That great roaring sound you’re hearing may just be another 3.6 billion dollar climate disaster…
Reports are in and it’s official — the Fort McMurray Fire was the costliest disaster ever to impact Canada. According to the Insurance Bureau of Canada (IBC), claims of damages for the massive Alberta wildfire have now topped 3.6 billion dollars. That’s worse than the Alberta floods of 2013 at 1.8 billion dollars (ranked third), and worse than the great Quebec ice storm of 1998 which inflicted 1.9 billion dollars (in 2014 dollars) in damages.
(Fires in northern regions and within the Arctic are now so energetic that they often produce pyrocumulus clouds — like this one which was thrown off by the Fort McMurray Fire.)
The Fort McMurray fire erupted under these new climate conditions and under temperatures that were 40 degrees (Fahrenheit) above average at the time of ignition.
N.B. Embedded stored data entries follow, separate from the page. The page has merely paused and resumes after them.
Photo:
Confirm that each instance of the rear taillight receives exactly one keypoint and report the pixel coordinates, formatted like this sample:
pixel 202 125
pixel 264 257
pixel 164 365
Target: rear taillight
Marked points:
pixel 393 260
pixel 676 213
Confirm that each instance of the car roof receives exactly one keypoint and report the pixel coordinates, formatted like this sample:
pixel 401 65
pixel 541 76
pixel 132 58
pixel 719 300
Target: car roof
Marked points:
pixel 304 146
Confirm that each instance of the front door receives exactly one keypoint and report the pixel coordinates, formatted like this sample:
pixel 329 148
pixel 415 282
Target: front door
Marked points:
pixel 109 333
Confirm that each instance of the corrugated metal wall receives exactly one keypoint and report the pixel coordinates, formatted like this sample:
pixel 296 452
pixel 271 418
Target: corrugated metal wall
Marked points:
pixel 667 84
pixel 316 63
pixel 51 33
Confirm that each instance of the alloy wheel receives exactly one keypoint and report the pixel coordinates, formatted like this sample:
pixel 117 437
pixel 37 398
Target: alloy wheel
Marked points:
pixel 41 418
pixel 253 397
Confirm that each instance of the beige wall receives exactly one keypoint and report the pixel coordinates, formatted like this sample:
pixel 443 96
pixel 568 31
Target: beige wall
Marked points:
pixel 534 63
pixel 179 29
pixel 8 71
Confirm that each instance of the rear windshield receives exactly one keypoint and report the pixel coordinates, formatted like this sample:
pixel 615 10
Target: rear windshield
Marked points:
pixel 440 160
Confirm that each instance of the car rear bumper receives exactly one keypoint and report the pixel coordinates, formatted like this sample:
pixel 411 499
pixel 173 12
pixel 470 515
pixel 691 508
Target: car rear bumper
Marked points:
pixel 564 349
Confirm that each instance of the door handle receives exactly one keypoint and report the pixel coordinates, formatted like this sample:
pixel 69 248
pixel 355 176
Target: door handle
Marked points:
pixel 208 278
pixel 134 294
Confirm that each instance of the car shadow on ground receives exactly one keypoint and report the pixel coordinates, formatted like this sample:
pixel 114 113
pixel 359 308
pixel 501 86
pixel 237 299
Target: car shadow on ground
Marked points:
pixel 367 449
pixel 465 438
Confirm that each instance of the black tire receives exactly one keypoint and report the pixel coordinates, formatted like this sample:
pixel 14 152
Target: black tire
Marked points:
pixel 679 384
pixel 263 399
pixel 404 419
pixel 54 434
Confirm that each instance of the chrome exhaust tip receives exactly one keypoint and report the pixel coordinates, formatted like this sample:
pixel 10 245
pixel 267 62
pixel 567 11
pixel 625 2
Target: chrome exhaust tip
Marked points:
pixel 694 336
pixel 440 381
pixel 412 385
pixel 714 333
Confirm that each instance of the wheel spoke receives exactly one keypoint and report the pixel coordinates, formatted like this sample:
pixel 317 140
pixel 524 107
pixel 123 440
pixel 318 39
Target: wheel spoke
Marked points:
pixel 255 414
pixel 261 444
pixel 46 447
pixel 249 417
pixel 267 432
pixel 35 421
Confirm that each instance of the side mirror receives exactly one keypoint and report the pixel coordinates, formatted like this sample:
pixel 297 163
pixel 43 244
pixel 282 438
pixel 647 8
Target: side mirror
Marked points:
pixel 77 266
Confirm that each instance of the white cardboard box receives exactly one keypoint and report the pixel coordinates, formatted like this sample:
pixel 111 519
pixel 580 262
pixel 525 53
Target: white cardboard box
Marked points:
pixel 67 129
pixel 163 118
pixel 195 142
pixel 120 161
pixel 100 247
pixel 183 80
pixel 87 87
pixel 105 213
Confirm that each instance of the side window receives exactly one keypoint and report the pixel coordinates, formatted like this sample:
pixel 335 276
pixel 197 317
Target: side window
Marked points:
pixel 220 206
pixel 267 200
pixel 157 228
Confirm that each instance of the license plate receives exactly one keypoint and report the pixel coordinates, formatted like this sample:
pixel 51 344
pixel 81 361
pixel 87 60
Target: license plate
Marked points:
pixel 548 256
It forced the entire city of Fort McMurray to empty. It resulted in the evacuation of 90,000 people, the (darkly ironic) temporary shut down of various fossil fuel production facilities, and leveled 2,400 structures. Many more structures were damaged due to smoke or falling embers. In total, more than 27,000 property claims were filed.
(Dozens of massive wildfires burn through Central Siberia on July 7th of 2016 in this LANCE MODIS satellite shot. For reference, bottom edge of frame is 220 miles. These kinds of events, according to Greenpeace, burned 8.5 million acres last year in Russia. It’s a new climate context that is turning northern regions into a fire hot zone and it’s not at all normal.)
Unfortunately, this fire is unlikely to be a one-off event. Year after year, an Arctic warming at 2.5 to 3 times the rate of the rest of the globe pulls heat northward. Earlier thaws and added fuels combine explosively with swaths of dead trees killed by rampaging invasive species that have arrived from the south. No northern or Arctic nation has been untouched by the extreme fires. Alaska, Canada, and Siberian Russia have all seen extraordinary and massive fires during recent years. Fires that throw great pulses of heat and burning debris high into thunderheads of flame called pyrocumulus clouds. A word that climate change has now added to the popular lingo.